La route jusqu'au Brésil est encore longue. Même si la Nati, avant même son match en Irlande du Nord ce mardi soir à Lurgan (19h en Suisse), est assurée de finir en tête de son groupe des éliminatoires pour le Mondial 2027, elle est encore loin d'avoir validé son billet pour l'Amérique du Sud l'été prochain. En cause, le système «compliqué» qui prévaut pour les qualifications à la Coupe du monde dans le football féminin.
Afin d'éviter des rencontres trop déséquilibrées lors de ces qualifications, il a été décidé que ces dernières se déroulent selon le format de la Ligue des nations, avec trois divisions Ligue A, Ligue B, Ligue C. Pour le Mondial 2023, avant la mise en place de ce système, l'Espagne s'était qualifiée en terminant sa campagne avec 54 buts marqués, 0 encaissé. L'Angleterre avait fait encore mieux: 80 réussites, aucun goal concédé. Pour les équipes de ce niveau, ces rencontres ne faisaient aucun sens. Et pour la Lettonie, qui en avait pris 20 contre les Anglaises, l'Arménie, qui s'était ramassé un 19-0 face à la Belgique, ou la Moldavie, qui était repartie de la Tuilière avec 15 buts dans les bagages, non plus. Les disparités sont encore beaucoup trop grandes dans le football féminin pour un système «classique».
La Suisse paie ses mauvais résultats
Cette année, la Roja et les Lionesses se retrouvent dans le même groupe (avec l'Islande et l'Ukraine) offrant des duels dignes d'intérêt, tant pour les footballeuses que pour les spectatrices et spectateurs. Avec un tel système, les équipes de première division sont – logiquement – favorisées lors des barrages. Problème, la Suisse était tombée en Ligue B de la Ligue des nations l'année dernière, juste avant l'Euro. Cette relégation en deuxième division, qui fait partie des éléments qui ont coûté sa place à Pia Sundhage, rend la qualification pour le Mondial 2027 plus compliquée. Comme en Australie/Nouvelle-Zélande, il y aura onze équipes européennes directement qualifiées pour la Coupe du monde, une douzième devant disputer les barrages intercontinentaux. Pour rappel, au classement FIFA, il y a 16 membres de l'UEFA qui sont mieux classés que la Nati.

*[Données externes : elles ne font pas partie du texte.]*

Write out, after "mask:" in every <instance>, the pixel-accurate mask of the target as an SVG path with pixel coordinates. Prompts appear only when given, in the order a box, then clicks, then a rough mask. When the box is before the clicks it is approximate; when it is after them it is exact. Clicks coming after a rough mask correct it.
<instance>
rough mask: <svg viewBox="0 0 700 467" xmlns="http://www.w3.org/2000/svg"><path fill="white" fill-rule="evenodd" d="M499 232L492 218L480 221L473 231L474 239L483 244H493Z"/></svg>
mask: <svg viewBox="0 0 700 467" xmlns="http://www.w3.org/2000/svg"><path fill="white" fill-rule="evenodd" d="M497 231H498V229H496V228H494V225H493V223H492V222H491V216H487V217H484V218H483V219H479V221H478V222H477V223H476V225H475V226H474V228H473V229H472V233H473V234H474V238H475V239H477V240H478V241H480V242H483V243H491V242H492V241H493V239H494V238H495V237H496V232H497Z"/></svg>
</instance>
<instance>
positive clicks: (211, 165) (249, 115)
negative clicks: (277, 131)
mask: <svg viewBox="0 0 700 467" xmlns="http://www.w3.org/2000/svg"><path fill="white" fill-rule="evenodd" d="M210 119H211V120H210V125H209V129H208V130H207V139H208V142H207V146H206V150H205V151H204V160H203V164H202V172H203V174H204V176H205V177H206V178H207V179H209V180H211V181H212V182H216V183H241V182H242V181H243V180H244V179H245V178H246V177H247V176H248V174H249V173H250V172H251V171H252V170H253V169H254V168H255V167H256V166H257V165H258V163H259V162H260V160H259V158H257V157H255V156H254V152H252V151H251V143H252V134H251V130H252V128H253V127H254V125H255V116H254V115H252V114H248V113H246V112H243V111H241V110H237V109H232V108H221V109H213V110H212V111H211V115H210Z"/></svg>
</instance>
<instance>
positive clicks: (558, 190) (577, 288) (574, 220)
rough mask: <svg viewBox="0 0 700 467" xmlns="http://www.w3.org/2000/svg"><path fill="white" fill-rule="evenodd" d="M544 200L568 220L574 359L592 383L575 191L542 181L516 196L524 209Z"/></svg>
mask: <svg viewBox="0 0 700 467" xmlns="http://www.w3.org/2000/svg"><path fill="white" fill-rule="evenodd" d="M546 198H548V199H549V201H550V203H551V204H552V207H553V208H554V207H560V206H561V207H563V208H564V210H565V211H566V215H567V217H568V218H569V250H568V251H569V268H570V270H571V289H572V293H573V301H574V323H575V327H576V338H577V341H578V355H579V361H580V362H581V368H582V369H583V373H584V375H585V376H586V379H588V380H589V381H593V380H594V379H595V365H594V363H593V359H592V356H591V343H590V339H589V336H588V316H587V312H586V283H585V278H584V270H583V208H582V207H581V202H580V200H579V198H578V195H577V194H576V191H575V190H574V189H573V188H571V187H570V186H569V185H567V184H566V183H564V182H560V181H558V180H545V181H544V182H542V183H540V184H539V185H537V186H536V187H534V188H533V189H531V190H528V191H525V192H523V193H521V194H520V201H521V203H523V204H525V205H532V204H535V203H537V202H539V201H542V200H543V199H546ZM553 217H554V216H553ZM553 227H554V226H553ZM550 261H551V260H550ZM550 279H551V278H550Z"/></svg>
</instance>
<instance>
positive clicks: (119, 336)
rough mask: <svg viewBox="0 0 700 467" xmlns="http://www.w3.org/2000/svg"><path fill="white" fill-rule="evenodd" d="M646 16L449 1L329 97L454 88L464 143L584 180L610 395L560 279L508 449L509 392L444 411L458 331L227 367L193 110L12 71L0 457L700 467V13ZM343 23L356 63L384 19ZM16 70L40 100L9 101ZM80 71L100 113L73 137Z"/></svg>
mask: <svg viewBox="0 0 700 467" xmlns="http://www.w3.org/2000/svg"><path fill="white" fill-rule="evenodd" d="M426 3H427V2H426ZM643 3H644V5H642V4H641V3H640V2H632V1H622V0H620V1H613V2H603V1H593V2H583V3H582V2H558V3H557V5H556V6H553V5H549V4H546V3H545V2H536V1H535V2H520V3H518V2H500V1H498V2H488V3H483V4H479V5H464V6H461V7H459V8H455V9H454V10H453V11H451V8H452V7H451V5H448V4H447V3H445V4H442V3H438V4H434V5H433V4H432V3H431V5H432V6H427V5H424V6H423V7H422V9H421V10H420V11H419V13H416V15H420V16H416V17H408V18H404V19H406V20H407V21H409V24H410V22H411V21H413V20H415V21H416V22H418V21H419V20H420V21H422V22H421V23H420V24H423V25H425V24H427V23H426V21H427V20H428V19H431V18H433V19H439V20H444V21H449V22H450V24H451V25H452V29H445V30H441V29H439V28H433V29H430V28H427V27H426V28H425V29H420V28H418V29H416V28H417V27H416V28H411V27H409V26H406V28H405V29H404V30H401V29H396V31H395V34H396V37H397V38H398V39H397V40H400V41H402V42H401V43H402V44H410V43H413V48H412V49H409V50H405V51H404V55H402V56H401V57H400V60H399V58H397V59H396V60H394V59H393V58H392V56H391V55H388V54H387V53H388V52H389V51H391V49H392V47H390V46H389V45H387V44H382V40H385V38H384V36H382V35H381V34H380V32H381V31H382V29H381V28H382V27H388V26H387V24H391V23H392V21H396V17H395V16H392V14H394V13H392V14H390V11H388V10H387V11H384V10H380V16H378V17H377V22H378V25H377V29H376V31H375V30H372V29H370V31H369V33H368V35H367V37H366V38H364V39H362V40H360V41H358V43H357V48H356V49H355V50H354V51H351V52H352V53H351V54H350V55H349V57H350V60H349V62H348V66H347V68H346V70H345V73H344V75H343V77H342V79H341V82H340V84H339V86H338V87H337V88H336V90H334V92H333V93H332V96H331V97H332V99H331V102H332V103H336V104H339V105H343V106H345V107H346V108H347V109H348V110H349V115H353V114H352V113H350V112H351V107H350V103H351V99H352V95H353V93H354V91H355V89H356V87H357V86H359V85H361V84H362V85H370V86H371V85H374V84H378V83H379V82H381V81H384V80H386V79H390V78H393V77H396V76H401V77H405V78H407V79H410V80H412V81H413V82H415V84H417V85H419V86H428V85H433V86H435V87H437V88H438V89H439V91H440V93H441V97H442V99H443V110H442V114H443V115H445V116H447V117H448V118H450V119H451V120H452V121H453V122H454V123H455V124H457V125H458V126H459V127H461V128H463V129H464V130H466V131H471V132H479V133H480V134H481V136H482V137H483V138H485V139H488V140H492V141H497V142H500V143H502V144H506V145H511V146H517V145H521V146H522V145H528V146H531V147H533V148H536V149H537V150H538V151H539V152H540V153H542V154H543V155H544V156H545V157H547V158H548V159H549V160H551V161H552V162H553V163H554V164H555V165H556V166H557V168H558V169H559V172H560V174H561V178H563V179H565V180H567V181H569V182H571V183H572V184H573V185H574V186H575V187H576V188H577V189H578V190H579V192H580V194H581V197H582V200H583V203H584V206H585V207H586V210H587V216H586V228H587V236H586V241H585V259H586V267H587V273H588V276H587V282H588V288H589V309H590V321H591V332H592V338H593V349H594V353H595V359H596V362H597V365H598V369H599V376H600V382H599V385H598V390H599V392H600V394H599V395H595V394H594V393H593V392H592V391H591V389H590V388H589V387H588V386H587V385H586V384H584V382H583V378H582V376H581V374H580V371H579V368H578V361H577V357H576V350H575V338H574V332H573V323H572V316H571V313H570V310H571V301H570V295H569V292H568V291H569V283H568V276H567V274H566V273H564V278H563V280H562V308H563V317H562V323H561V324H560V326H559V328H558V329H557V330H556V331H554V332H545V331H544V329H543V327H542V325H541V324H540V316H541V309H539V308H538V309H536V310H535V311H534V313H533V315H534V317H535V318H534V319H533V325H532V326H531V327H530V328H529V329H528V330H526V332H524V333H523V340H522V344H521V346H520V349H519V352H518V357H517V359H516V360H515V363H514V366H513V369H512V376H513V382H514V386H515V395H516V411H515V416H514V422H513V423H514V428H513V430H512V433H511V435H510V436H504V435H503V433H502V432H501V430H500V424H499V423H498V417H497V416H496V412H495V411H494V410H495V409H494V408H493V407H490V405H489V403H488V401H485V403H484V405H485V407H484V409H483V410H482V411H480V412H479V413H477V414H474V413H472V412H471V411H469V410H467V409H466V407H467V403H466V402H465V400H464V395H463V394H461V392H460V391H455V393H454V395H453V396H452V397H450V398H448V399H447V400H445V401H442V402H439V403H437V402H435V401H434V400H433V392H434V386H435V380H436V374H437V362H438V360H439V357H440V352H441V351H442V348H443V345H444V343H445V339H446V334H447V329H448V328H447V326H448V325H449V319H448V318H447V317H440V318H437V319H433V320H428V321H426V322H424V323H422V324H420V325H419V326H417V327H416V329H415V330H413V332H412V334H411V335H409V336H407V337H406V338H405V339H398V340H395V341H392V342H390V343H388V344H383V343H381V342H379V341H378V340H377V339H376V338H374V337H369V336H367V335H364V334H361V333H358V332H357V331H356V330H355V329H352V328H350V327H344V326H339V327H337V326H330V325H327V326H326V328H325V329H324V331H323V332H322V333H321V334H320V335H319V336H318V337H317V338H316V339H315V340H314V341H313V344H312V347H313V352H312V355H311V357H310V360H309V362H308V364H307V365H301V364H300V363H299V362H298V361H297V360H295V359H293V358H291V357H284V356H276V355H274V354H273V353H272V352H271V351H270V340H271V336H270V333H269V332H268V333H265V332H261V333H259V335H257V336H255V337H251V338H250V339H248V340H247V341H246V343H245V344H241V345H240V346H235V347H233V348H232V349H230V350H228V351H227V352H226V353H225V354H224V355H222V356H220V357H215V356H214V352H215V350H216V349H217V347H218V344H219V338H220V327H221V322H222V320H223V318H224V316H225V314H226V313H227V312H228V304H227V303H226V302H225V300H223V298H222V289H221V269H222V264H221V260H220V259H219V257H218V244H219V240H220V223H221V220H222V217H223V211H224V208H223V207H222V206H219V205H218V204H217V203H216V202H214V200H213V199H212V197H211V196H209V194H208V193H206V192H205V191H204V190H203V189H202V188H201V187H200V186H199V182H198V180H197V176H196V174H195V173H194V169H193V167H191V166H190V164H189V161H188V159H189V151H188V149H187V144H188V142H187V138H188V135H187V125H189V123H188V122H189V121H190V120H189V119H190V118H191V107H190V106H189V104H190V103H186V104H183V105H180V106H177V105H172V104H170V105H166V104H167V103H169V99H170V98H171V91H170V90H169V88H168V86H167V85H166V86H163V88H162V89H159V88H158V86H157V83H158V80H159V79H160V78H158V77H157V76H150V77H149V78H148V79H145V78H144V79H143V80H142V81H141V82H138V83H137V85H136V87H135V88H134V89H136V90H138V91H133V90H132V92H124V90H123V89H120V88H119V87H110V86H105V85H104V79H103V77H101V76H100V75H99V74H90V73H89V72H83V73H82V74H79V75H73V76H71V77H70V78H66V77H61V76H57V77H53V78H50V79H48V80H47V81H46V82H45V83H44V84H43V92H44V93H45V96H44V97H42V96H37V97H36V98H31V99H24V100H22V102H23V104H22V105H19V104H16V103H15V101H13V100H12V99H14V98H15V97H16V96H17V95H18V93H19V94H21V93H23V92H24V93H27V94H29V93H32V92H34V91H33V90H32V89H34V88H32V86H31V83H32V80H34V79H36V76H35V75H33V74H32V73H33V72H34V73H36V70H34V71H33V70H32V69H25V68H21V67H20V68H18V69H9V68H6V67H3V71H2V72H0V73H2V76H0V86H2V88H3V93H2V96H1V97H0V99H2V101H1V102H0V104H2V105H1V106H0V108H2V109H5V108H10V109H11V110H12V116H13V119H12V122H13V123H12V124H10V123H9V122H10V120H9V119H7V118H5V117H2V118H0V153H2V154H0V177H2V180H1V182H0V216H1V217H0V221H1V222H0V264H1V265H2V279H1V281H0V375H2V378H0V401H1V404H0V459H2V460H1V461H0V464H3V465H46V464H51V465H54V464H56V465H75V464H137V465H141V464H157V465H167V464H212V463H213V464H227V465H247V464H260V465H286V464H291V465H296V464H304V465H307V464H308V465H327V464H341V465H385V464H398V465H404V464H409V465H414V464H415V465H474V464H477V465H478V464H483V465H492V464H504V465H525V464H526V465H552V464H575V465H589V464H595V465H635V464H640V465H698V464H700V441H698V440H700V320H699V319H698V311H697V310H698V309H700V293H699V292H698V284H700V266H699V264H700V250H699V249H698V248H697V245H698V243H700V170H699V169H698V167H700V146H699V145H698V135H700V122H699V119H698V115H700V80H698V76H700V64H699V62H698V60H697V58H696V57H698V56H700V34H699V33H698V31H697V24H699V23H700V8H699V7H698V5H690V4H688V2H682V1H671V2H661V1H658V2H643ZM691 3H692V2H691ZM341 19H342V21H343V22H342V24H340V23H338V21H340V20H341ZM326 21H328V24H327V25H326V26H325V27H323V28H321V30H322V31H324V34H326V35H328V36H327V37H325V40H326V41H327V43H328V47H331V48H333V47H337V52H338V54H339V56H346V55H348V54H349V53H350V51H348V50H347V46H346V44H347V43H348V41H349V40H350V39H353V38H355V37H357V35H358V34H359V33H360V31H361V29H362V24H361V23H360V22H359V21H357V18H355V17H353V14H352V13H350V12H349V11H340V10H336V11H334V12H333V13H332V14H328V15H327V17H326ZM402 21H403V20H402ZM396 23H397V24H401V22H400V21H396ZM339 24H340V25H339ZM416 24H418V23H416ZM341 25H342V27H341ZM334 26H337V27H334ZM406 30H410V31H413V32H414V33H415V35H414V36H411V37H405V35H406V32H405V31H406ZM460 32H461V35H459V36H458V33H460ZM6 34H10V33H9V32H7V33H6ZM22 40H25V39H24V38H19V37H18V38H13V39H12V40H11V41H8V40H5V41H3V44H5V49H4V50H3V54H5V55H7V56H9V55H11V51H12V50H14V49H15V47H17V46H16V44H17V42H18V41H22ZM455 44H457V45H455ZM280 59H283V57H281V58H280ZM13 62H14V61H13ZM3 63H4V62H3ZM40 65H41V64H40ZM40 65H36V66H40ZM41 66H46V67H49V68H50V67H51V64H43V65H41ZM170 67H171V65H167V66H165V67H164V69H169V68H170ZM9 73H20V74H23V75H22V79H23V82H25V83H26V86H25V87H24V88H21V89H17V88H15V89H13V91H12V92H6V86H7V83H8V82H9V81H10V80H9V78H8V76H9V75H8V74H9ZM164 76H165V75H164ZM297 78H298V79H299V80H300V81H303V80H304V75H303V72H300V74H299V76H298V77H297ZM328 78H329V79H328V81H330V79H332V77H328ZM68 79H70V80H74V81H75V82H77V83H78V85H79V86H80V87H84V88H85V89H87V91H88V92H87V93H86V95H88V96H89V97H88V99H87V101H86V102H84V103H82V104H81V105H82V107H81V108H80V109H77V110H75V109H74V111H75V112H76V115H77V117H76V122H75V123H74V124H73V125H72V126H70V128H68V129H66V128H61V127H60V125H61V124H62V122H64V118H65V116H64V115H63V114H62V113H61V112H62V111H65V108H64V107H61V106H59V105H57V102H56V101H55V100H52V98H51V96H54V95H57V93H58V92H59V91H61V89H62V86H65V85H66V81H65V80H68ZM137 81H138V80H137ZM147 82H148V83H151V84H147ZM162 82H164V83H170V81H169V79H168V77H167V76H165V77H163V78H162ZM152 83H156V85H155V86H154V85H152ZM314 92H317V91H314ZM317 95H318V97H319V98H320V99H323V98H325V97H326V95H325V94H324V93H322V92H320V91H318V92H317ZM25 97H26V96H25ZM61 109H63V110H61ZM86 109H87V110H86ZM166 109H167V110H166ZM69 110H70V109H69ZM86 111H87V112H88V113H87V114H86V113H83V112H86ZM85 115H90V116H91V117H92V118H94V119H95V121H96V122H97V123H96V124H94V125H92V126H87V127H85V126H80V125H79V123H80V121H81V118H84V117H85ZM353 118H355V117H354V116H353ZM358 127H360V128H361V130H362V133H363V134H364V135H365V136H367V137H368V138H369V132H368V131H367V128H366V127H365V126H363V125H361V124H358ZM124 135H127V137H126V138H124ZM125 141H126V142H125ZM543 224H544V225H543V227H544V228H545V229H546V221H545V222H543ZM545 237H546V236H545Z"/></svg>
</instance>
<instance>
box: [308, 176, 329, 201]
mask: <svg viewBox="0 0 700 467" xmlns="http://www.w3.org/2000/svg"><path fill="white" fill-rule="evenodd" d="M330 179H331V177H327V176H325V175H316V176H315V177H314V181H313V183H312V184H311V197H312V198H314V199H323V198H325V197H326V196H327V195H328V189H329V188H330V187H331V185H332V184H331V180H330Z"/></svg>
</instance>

A l'issue des éliminatoires qui s'achèvent ce mardi, seulement quatre sélections auront leur sésame: celles qui ont remporté leur groupe dans l'élite. Pour les autres, il faudra passer par deux tours de barrage. Lors du premier, dans ce que l'UEFA appelle «Voie 1», les équipes qui terminent aux deuxième et troisième rangs de Ligue A affronteront une équipe de Ligue C (soit les six premiers de chaque groupe et les deux meilleurs deuxièmes). Dans la «Voie 2», les sélections qui ont terminé quatrième de Ligue A et celles qui ont fini premières de Ligue B, comme la Suisse, se mesureront aux deuxièmes et troisièmes de deuxième division, la Turquie et l'Irlande du Nord dans le groupe de la Nati.
Du lourd au deuxième tour
Lors du deuxième tour de barrage, les vainqueurs de la «Voie 1» rencontrent les vainqueurs de la «Voie 2». Les huit perdants n'iront pas au Brésil. Un classement suivant les résultats des éliminatoires est ensuite réalisé pour sélectionner les sept nations qui représenteront l'Europe l'été prochain, les équipes de première division ayant la priorité sur celles de Ligue B. Celle qui termine huitième devra passer par des barrages intercontinentaux, en février prochain, pour espérer être de la fête au pays du football.
Grâce à sa première place, l'équipe de Suisse s'assure de ne pas affronter une équipe de Ligue A au premier tour des barrages. En revanche, sauf incroyable exploit, elle défiera une équipe qui a fini au deuxième ou troisième rang de son groupe en première division. Sachant que les championnes du monde espagnoles et les championnes d'Europe anglaises figurent dans la même poule, il faudra avoir de la chance au tirage pour éviter de tomber sur elles. La Nati a encore beaucoup d'obstacles à franchir avant de pouvoir disputer le troisième Mondial de son histoire, après 2015 et 2023.